# Camping and under 18



## Stuck Inside... (Apr 20, 2011)

I go camping a regular basis with friends and I always like trying someplace new. Unfortunately, as I am under 18 years of age, I can not reserve campsites at any state park as long as all of my friends I am camping with are under 18. I am an experienced backpacker and as any backpacker I do not like restrictions on where I can go. 

I am trying to plan a 3 day trip for Lake Jocassee with some friends but so far all the campsites I have found are on state parks. We were thinking about spending are time canoeing, fishing, and hiking around especially on the bordering Foothills Trail but right now it looks as if we will not be able to, due to no campsites. Any ideas on where to primitive camp on Lake Jocassee on sites other than state parks? 

I understand liability issues, but there are a few responsible boyscouts out there that want to go hiking a little more than their parents are willing to take them...


----------



## artmart (Sep 21, 2010)

Look for hiking or backpacking clubs in the area. Check with sporting good stores if they might have some contacts or recommendations.

I was a scout leader for a "backpacking" troop. We went out almost every month with a couple long weeks per year. It was tough on us old birds but we knew how much the older scouts loved it. I can sense your frustation.

Maybe you can find some clubs or adult organizations you can join. Check them out carefully though.


----------



## thekamperman (Feb 26, 2011)

Follow the advice and investigate the area before going. Nothing substitutes planning!

You can call or email local businesses related to camping to find places and avoid some potential troubles setting camp where it is not allowed. 

Have fun and be safe.


----------



## artmart (Sep 21, 2010)

I remember going over the 10 essentials all the time.
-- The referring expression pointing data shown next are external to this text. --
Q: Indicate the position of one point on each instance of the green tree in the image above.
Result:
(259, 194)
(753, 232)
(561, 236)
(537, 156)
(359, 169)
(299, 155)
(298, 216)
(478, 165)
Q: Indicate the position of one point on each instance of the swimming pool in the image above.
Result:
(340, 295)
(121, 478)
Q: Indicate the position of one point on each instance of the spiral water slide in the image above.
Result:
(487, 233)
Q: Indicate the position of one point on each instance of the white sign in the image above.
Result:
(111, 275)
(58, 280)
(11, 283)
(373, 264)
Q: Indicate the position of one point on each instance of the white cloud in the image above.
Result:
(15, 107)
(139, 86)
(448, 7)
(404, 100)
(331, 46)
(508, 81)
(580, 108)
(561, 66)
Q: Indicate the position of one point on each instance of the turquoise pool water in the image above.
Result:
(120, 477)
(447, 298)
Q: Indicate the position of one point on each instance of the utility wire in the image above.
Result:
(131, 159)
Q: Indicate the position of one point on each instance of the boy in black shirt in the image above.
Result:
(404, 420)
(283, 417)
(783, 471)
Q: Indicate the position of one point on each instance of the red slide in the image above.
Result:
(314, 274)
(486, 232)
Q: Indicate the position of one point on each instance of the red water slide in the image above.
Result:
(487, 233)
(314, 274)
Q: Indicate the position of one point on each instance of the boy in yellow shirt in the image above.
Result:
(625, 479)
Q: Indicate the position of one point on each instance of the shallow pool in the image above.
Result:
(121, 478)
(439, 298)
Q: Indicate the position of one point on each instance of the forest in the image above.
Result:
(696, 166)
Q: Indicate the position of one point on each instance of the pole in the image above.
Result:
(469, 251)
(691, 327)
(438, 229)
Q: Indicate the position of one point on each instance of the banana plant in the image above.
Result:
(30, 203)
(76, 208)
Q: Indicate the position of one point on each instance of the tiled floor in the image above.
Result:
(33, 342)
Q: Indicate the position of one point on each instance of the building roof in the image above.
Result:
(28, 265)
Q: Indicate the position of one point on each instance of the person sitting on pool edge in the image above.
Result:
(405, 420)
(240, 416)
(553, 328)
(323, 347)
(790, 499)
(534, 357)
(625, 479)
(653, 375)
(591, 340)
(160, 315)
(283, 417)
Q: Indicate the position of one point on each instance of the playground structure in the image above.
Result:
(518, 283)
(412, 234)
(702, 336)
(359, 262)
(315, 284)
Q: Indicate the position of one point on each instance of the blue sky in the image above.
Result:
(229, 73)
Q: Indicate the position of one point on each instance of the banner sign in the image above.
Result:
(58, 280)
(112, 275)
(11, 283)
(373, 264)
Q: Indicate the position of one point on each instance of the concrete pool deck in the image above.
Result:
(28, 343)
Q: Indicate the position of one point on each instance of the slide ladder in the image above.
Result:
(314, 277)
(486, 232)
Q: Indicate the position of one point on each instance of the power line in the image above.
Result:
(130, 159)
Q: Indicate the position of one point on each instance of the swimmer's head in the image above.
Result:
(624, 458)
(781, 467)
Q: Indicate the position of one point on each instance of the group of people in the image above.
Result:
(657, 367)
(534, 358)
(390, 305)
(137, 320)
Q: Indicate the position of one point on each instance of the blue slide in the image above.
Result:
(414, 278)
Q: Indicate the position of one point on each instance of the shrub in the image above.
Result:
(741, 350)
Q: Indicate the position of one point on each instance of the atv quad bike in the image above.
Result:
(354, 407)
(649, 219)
I hope you aren't the type that has them all but doesn't use or know how to use them - like map and compass.

Oh, to be young and have a desire to experience the world in it's more natural state. At my advanced age, I have the most difficulty even finding people my age who can still get up there.


----------



## thekamperman (Feb 26, 2011)

Hey Art, you are still young! At least in your heart and also passing a lot of good experiences and knowledge around this forum. 
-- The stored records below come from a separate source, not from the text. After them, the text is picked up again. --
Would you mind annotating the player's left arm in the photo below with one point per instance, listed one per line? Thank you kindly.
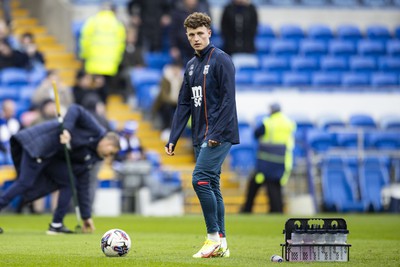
(225, 77)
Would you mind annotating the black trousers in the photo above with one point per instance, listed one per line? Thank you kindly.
(274, 193)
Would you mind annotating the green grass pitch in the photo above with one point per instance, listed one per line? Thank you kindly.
(171, 241)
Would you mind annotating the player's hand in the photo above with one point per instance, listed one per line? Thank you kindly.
(169, 149)
(65, 137)
(88, 226)
(213, 143)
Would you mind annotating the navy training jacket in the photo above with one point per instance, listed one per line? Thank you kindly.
(208, 96)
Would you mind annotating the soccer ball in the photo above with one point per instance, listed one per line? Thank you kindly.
(115, 243)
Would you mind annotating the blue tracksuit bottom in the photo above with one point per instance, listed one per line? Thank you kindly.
(206, 183)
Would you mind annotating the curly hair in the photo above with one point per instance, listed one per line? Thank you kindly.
(196, 20)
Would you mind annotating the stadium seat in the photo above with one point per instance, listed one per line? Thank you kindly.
(14, 76)
(303, 64)
(311, 47)
(351, 79)
(389, 64)
(284, 47)
(372, 180)
(329, 121)
(265, 78)
(333, 64)
(378, 32)
(382, 79)
(291, 31)
(325, 79)
(393, 48)
(362, 120)
(274, 63)
(376, 3)
(319, 141)
(243, 159)
(265, 30)
(339, 47)
(244, 77)
(349, 32)
(295, 79)
(345, 3)
(339, 191)
(362, 64)
(145, 76)
(320, 31)
(371, 48)
(384, 140)
(245, 61)
(262, 44)
(157, 60)
(390, 122)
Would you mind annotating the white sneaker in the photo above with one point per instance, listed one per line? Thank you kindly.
(221, 253)
(207, 249)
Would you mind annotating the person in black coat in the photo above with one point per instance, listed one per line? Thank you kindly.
(239, 27)
(39, 159)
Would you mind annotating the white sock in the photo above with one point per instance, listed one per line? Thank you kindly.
(214, 237)
(224, 243)
(56, 225)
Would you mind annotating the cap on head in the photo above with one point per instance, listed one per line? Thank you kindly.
(130, 127)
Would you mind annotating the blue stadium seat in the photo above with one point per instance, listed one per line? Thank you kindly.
(8, 92)
(371, 48)
(304, 64)
(333, 64)
(265, 78)
(362, 64)
(384, 140)
(145, 76)
(146, 94)
(339, 191)
(329, 121)
(311, 47)
(390, 122)
(14, 76)
(372, 180)
(274, 63)
(351, 79)
(338, 47)
(295, 79)
(265, 30)
(325, 79)
(244, 77)
(378, 32)
(320, 32)
(349, 32)
(380, 79)
(262, 44)
(284, 47)
(319, 140)
(245, 61)
(157, 60)
(243, 159)
(389, 64)
(362, 120)
(345, 3)
(291, 31)
(393, 48)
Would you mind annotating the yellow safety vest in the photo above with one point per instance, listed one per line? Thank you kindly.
(102, 43)
(279, 130)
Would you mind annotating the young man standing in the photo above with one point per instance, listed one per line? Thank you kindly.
(208, 96)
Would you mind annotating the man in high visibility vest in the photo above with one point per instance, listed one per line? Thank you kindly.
(274, 159)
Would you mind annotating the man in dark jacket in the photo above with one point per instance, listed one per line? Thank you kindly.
(239, 27)
(208, 96)
(39, 159)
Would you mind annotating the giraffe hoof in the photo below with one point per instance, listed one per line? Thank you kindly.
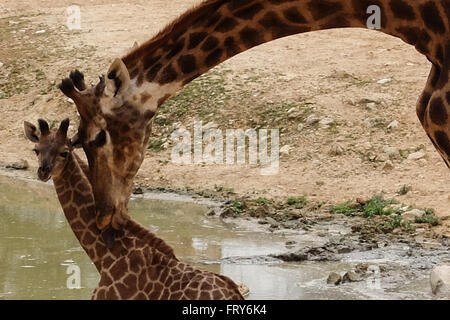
(78, 79)
(108, 236)
(67, 87)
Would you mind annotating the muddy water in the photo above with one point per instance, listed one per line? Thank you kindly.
(38, 250)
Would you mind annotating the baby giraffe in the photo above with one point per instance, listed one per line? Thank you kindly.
(139, 265)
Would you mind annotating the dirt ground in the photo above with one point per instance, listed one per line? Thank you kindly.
(332, 76)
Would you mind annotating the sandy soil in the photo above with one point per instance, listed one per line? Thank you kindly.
(330, 74)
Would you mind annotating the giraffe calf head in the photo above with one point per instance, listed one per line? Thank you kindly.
(51, 147)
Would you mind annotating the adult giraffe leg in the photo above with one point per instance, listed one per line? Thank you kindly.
(433, 110)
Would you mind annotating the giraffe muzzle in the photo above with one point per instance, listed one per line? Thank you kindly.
(44, 173)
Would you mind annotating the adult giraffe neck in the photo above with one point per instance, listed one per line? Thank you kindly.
(217, 30)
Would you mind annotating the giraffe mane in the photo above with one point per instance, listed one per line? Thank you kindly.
(172, 30)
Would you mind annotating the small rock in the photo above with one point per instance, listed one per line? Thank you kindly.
(138, 190)
(393, 125)
(261, 212)
(361, 268)
(272, 222)
(334, 278)
(391, 152)
(422, 162)
(416, 155)
(312, 119)
(350, 276)
(291, 110)
(388, 165)
(371, 122)
(411, 215)
(440, 281)
(326, 122)
(227, 213)
(210, 125)
(383, 81)
(18, 165)
(285, 149)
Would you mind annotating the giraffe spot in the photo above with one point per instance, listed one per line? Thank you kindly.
(142, 280)
(65, 198)
(151, 74)
(177, 47)
(136, 261)
(150, 60)
(439, 53)
(212, 20)
(432, 18)
(140, 296)
(323, 8)
(226, 25)
(402, 10)
(168, 75)
(410, 34)
(216, 294)
(272, 21)
(204, 295)
(145, 97)
(196, 38)
(131, 281)
(251, 37)
(447, 97)
(88, 238)
(107, 262)
(336, 22)
(134, 73)
(175, 286)
(190, 294)
(294, 16)
(125, 291)
(187, 63)
(423, 42)
(119, 268)
(105, 280)
(438, 113)
(442, 141)
(190, 78)
(231, 47)
(214, 57)
(176, 295)
(210, 43)
(249, 12)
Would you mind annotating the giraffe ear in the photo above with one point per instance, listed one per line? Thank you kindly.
(31, 132)
(118, 77)
(75, 142)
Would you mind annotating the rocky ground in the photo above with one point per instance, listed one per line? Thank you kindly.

I know many youngers that, sadly, are already old from inside.


----------



## artmart (Sep 21, 2010)

Thanks Kamperman.... If someone can learn something from my experiences acquired the hard way, then all the better.

I hope Stuck Inside finds a way to get out there. I say if he stays smart, learns all he can, he can share it with others. It does get easier as you get older.


----------



## happiestcamper (Mar 6, 2008)

If you have access to boats, I've heard several people talk about camping on the islands in Jocassee - I don't think there's any restrictions on that.


----------